Ghettos Continued

The Jews were permitted to take only a few personal items when forced to relocate to the ghettos. The process of relocation not only robbed them of their property, but also was carried out in a brutal manner calculated to humiliate the victims.

Ghettos were administered by Nazi-imposed Judenräte (Jewish councils), led by a chairman. Members of the Jewish councils were coerced to comply with the orders of the Nazi leadership. Members of the Judenräte tried to ameliorate the inhumane orders of the Nazis wherever possible. A Jewish police force implemented the orders of the German leadership as well as the decrees of the Judenräte, including rounding up Jews for forced labour, and forcible evictions of ghetto inhabitants from their homes prior to being sent to the Umschlagplatz (collection point or relocation point where Jews were gathered before deportation to the death camps). The Jewish police also aided in the process of herding Jews into packed, sealed and locked freight trains.

Ghetto inhabitants were forced to endure severe overcrowding, appalling housing and unsanitary conditions, starvation and disease. The daily rations were 300 calories per Jew, compared with 634 calories per Pole and 2,310 calories per German. Terror (from marauding Germans) and round-ups for forced labour were daily occurrences.
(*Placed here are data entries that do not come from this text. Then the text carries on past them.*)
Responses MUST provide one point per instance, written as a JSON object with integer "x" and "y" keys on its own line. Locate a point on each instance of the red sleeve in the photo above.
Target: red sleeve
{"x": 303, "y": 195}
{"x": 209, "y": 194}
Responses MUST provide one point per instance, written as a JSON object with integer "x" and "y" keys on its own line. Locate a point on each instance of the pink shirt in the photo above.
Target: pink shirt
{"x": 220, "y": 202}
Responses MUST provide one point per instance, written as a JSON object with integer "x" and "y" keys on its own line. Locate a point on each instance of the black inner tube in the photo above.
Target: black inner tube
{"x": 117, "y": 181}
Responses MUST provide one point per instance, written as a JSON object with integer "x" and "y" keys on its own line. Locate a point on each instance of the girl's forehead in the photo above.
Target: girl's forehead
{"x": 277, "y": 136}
In spite of the oppressive conditions, Jewish communal and voluntary organisations attempted to provide aid and welfare for the inhabitants. Zionist and non-Zionist youth movements established schools, living quarters and soup kitchens for their members. Through books, newspapers, music and theatre these organisations tried to ameliorate the harsh realities of ghetto life. Artists, intellectuals, historians, children and ordinary individuals scrounged materials to write and paint in order to document the horror that pervaded their lives and the suffering of their communities. Food smuggling was punishable by death but survival was impossible without it. Smuggling continued as long as the ghetto existed. It was carried out through inter-connecting underground to buildings beyond the ghetto walls on the ‘Aryan’ (non-Jewish) side. Smuggling on a larger scales operated through the ghetto gates, involving policemen and guards — German, Poles and Jews. All received bribes for allowing the smuggled goods ‘safe passage’.

Smuggling on a small scale was also engaged by children (as young as 7 or 8) and women, who, at the risk of their lives, secreted themselves out of the ghetto in order to bring back food for their families. The smuggling operation was a complex initiative that at times involved maintaining links with former non-Jewish business partners and accomplices outside the ghetto.

Hardly a day passed without people being caught and executed. The casualties did not deter smuggling or bring it even to a temporary halt. The alternative was starvation.

Crowded living conditions starvation diets and limited sanitary facilities led to the death of over 800,000 Jews in the ghettos. Records and diaries attest to the important role that the smugglers played in helping the ghettos survive in the face of German cruelty.

Children played such a key role in these enterprises that the ghetto inhabitants believed that once the war was over a memorial to the Unknown Child — the child smugglers — should be erected.